Carlos Ghosn, l’ancien dirigeant de Nissan, a été démis de ses fonctions jeudi 22 novembre. En détention depuis le début de la semaine à Tokyo, il pourrait y rester jusqu'à 23 jours, dans des conditions difficiles à supporter.

L\'entrée du centre de détention de Tokyo, où Carlos Ghosn est retenu. 
L'entrée du centre de détention de Tokyo, où Carlos Ghosn est retenu.  (FRANCK ROBICHON / MAXPPP)

Les médias japonais s’en délectent. Carlos Ghosn, le grand patron aux goûts de luxe, accusé de faire payer son train de vie par l’entreprise japonaise Nissan, dort dans une cellule grande comme deux tatamis, c’est à dire 6,5 mètres carrés. Détenu à la prison de Kosuge, au nord de Tokyo, il est avec les condamnés à mort.

Isolement total

Les conditions sont spartiates : un futon, des toilettes ouvertes dans la cellule, et une petite table basse, et c’est tout. Rien de particulier jusqu’ici. Mais les règles imposent une pression psychologique difficile à supporter explique un français qui y a passé trois mois, il y a quelques années. "Vous êtes tout seul, sans possibilité de mettre le dos contre le mur. Assis en tailleur de 9h à 17h, témoigne-t-il. C'est particulièrement difficile. Leur système consiste à priver les détenus de tous leurs sens. Nous sommes à l'isolement total : sans communication, sans lecture, sans entendre quoi que ce soit, sans toucher ni quoi que ce soit, ni personne. Dans un silence de mort."

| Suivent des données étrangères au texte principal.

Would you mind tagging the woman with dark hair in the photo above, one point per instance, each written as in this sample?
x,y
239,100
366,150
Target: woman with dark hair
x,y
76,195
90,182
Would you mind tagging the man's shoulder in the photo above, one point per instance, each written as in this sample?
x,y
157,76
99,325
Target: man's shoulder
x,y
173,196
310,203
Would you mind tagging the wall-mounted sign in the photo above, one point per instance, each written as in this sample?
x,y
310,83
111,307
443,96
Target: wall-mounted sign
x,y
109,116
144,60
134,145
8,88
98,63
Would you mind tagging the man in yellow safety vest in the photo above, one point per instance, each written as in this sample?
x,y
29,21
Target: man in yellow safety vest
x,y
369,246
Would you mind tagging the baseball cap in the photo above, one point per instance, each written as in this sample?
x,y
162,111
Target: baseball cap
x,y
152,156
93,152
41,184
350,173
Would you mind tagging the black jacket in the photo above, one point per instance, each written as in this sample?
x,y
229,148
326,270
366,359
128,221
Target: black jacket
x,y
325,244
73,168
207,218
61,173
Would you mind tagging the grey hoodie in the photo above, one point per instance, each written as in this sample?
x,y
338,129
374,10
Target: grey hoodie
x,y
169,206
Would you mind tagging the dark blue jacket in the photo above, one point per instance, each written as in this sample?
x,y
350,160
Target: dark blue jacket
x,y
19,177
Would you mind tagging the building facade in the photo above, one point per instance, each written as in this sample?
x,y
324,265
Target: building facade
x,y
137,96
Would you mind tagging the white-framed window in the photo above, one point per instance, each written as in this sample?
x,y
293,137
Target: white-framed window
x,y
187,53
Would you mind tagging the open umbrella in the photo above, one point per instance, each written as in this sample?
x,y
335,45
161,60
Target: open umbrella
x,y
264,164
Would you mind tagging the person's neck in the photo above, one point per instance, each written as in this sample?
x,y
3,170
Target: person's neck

Carlos Ghosn pourrait être détenu 23 jours, voire encore plus s’il était arrêté à nouveau.D’après un connaisseur du système judiciaire, Carlos Ghosn aurait pu être interrogé dans un commissariat où les conditions sont moins dures. Le choix de l’envoyer directement dans cette prison n’est pas anodin, il s’agit de le mettre sous un maximum de pression. Car outre les règles strictes, la lumière qui reste allumée en permanence, la police peut décider de l’interroger à tout moment de la journée, ou de la nuit.

Carlos Ghosn pourrait sortir à tout moment, s’il reconnaît les faits qui lui sont reprochés. C’est bien là le but de cette pression psychologique : au Japon, la reine de la preuve, c’est l’aveux.